And this is really the crux of the problem, AMD insisted on changing the core API, swiftly without proper consideration from a more wider industry consensus, Microsoft quickly gave in and made that change a reality without proper considerations too, then Khronos followed their lead as well, and now we have this current situation, people realizing that this core change only benefited so few, while the rest of the industry gained nothing, only suffering and a vastly worse user experience.

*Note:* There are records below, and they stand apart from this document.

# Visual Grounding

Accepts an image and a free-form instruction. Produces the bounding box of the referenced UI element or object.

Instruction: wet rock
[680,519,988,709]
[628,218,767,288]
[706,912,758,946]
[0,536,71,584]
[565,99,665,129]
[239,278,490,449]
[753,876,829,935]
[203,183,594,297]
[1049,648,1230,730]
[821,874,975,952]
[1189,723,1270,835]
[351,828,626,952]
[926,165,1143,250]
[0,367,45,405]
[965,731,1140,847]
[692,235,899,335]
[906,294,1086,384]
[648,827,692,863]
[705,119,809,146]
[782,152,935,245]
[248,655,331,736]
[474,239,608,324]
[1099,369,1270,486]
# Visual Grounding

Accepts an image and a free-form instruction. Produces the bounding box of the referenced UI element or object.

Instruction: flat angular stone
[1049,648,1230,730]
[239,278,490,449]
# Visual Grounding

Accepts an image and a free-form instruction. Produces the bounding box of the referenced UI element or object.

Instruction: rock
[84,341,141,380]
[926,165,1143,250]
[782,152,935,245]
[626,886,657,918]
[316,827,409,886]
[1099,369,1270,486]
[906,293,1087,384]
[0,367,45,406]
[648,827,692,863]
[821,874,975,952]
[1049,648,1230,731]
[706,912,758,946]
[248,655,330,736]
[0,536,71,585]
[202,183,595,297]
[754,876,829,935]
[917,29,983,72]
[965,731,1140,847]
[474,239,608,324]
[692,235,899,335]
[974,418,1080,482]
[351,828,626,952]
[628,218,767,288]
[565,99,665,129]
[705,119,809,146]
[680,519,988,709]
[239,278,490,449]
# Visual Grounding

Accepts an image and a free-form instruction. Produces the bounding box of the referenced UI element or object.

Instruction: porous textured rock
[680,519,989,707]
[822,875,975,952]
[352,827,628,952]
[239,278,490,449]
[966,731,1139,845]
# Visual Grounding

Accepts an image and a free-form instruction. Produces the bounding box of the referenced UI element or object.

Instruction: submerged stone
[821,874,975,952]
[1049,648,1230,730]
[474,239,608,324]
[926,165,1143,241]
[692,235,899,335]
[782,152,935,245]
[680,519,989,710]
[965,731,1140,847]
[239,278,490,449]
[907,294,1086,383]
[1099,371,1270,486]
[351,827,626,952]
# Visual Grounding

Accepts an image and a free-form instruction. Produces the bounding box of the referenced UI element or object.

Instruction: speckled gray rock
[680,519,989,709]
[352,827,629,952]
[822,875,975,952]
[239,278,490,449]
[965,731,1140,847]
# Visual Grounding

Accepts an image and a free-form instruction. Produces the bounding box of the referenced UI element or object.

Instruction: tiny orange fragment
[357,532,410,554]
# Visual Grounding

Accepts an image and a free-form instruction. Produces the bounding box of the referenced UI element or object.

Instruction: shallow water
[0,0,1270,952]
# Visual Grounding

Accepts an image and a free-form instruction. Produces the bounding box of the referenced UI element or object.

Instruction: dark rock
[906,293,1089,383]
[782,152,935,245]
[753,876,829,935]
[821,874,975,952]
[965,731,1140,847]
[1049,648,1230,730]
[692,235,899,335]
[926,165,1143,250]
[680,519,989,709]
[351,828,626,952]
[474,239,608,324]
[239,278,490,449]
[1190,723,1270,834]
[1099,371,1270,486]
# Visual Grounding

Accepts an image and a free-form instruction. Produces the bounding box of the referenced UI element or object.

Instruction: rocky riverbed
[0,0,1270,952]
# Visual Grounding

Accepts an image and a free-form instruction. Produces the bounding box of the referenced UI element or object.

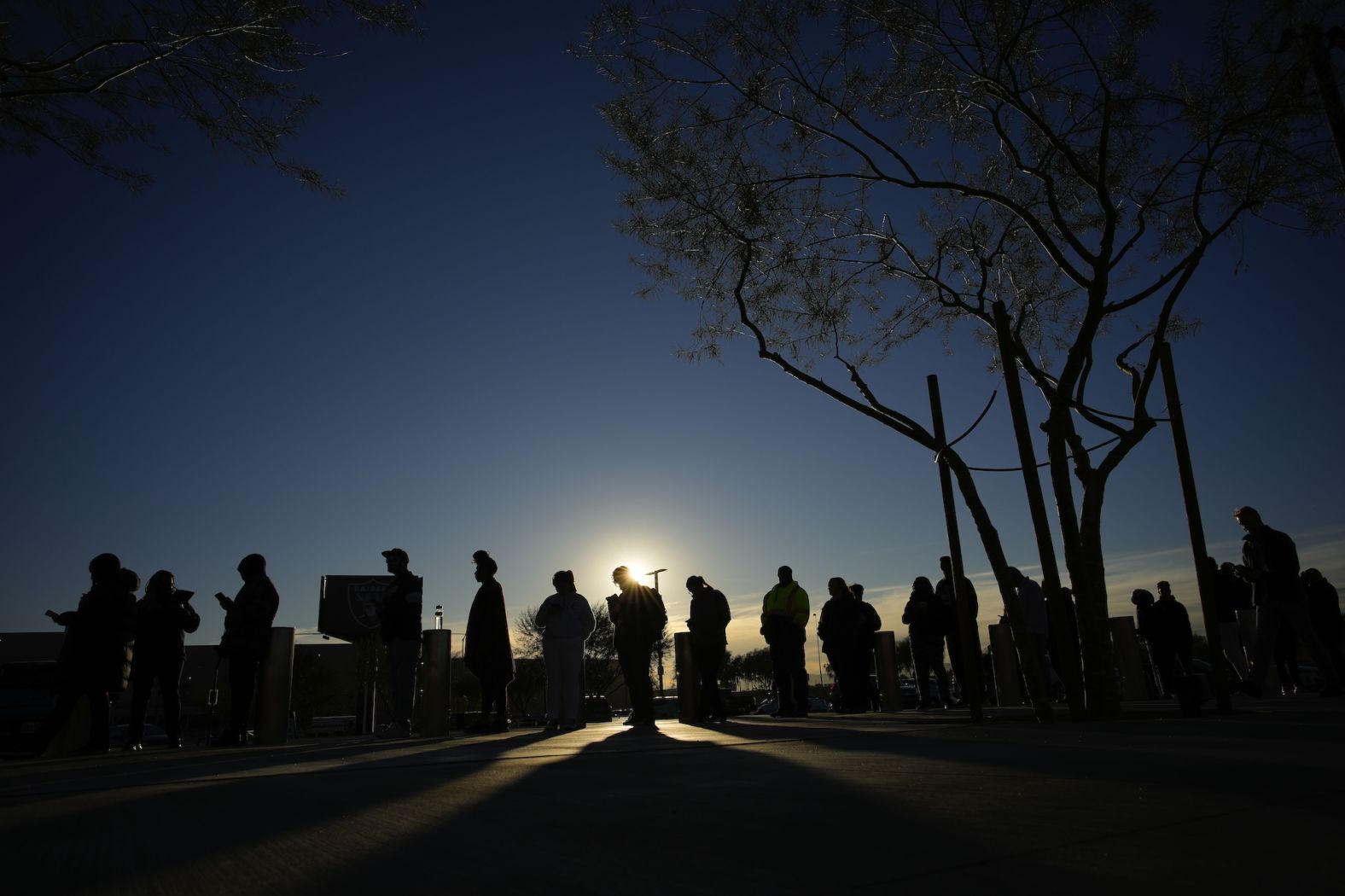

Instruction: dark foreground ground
[0,698,1345,896]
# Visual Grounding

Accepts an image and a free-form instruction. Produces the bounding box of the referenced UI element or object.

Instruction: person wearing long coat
[686,576,731,723]
[124,569,201,751]
[214,555,280,747]
[901,576,952,709]
[33,555,140,753]
[463,550,514,732]
[818,577,869,713]
[537,569,596,730]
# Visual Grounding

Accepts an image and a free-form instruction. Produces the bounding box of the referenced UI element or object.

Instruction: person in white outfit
[537,569,595,730]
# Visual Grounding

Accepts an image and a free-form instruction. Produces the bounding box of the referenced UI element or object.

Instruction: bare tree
[579,0,1341,719]
[0,0,418,192]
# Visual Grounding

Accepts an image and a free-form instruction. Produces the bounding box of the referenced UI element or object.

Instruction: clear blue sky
[0,4,1345,656]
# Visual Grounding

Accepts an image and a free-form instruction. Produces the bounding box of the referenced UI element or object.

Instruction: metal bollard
[257,627,294,747]
[672,631,701,723]
[1107,616,1149,700]
[990,623,1023,707]
[873,631,901,713]
[421,628,453,737]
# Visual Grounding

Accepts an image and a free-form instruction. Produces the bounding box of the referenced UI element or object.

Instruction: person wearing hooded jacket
[463,550,514,733]
[33,555,138,753]
[214,555,280,747]
[537,569,597,730]
[686,576,731,723]
[124,569,201,751]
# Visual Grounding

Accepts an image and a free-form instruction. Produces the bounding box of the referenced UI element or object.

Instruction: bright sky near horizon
[0,3,1345,660]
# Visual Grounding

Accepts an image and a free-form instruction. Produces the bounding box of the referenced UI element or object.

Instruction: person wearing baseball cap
[376,548,425,737]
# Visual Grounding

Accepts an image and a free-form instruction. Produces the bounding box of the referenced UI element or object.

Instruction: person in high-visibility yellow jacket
[761,567,808,717]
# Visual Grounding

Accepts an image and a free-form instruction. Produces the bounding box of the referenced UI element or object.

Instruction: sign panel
[317,576,393,642]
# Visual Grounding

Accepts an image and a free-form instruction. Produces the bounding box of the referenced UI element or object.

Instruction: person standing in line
[607,567,668,730]
[33,555,138,754]
[378,548,425,737]
[1205,557,1251,682]
[761,567,808,719]
[686,576,731,723]
[1149,581,1194,697]
[850,581,882,712]
[1009,567,1065,702]
[1233,507,1341,697]
[1301,567,1345,683]
[214,555,280,747]
[901,576,952,710]
[463,550,514,733]
[934,556,981,707]
[537,569,596,730]
[818,576,869,713]
[122,569,201,752]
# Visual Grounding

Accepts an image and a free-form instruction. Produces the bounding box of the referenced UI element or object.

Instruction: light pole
[644,567,667,697]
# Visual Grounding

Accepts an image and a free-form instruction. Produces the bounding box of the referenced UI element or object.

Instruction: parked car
[584,695,612,723]
[756,697,831,716]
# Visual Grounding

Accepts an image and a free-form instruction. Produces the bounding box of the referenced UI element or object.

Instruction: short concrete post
[989,623,1022,707]
[873,631,901,713]
[1109,616,1149,700]
[257,625,294,747]
[421,628,453,737]
[672,631,701,723]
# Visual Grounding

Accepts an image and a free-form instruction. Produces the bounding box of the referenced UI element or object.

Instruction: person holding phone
[214,555,280,747]
[122,569,201,752]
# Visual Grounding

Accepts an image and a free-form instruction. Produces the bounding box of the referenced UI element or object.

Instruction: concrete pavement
[0,697,1345,896]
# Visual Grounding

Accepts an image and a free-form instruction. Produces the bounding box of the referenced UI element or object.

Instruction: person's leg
[126,660,151,747]
[388,637,420,730]
[789,632,808,716]
[89,690,112,752]
[1219,621,1251,679]
[542,637,565,725]
[771,639,790,714]
[1243,604,1284,697]
[159,656,183,747]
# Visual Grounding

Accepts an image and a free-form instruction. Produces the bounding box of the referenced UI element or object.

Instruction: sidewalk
[0,697,1345,896]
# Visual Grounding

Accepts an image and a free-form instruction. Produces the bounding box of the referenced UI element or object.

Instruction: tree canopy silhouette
[579,0,1341,716]
[0,0,420,194]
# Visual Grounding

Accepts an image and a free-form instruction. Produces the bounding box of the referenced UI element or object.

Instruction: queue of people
[33,507,1345,753]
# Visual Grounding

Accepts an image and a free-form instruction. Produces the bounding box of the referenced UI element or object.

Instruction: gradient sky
[0,3,1345,662]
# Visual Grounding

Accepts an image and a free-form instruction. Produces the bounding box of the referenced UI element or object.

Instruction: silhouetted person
[1009,567,1064,701]
[214,555,280,747]
[124,569,201,751]
[818,576,869,713]
[463,550,514,732]
[850,581,882,712]
[1233,507,1341,697]
[1301,567,1345,683]
[537,569,596,730]
[378,548,425,737]
[934,557,981,707]
[1149,581,1194,697]
[761,567,808,717]
[686,576,731,721]
[1130,588,1163,700]
[1205,557,1252,682]
[607,567,668,728]
[901,576,952,709]
[33,555,138,753]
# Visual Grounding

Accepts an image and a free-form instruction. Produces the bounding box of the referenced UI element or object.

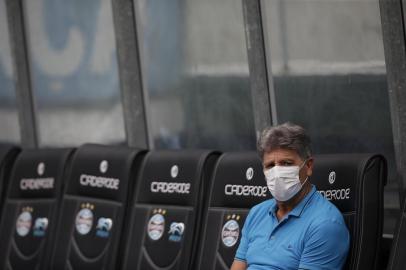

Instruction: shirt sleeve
[234,210,253,262]
[299,220,350,270]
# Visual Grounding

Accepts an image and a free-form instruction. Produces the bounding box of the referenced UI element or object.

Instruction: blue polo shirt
[235,186,350,270]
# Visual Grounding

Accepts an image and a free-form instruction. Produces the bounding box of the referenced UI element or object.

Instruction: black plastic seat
[191,152,271,270]
[0,149,72,270]
[387,193,406,270]
[310,154,387,270]
[0,143,21,217]
[122,150,218,270]
[49,144,142,270]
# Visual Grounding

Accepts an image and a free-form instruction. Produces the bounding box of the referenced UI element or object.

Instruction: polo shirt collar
[269,185,316,217]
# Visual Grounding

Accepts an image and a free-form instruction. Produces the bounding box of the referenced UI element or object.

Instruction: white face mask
[264,161,308,202]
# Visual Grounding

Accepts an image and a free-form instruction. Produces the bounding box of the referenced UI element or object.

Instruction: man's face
[262,148,313,183]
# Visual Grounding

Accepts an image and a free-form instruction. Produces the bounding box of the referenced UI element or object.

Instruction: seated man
[231,123,350,270]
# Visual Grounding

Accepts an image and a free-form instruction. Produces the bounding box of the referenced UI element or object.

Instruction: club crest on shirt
[96,217,113,238]
[75,203,94,235]
[33,217,48,237]
[16,207,33,237]
[221,216,240,247]
[147,209,166,241]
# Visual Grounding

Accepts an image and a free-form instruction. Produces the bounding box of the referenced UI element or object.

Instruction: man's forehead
[264,148,300,160]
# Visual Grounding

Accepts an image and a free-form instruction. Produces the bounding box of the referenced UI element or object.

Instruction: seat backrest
[310,154,387,270]
[122,150,218,270]
[0,143,21,217]
[193,152,271,270]
[387,193,406,270]
[0,149,72,269]
[49,144,142,270]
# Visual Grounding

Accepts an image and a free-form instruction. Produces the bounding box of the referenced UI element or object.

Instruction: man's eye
[281,161,293,166]
[265,163,275,169]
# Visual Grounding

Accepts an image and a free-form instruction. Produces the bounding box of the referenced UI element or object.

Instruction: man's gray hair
[257,122,312,160]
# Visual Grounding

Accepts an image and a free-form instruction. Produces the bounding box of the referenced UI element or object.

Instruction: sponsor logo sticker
[168,222,185,242]
[147,209,166,241]
[16,207,33,237]
[37,162,45,176]
[328,171,336,185]
[33,217,48,237]
[221,215,240,247]
[96,217,113,238]
[99,160,109,173]
[75,203,94,235]
[245,167,254,181]
[171,165,179,178]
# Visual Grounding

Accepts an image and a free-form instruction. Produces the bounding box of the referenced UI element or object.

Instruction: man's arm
[299,220,350,269]
[230,260,247,270]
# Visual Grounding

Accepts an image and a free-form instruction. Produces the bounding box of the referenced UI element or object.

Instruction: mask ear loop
[299,158,309,186]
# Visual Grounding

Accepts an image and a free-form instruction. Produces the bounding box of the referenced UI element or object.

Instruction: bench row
[0,144,386,270]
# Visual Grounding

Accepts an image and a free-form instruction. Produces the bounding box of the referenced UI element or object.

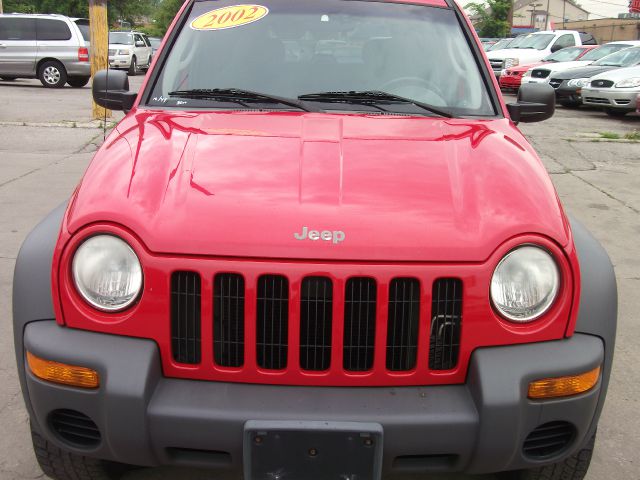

We are in 2023, and the problems DX12 set out to solve became worse, CPU overhead is vastly increased with no visual gains, we struggle with our overpowered CPUs rendering last gen graphics! VRAM consumption is blown out of proportion for last gen graphics! stuttering is increased ten folds for practically the same effects, and performance is worse on both AMD and NVIDIA! AMD didn't gain much from this either, as their performance and features lagged behind NVIDIA, their market share dwindled to the absolute lowest point, and they are a generation behind NVIDIA in ray tracing, machine learning and upscaling. On the other hand, we the users had none of the promised explosion of draw calls (thus rendering more stuff on screen), and none of the promised proper utilization of our hardware, in fact it's the opposite really.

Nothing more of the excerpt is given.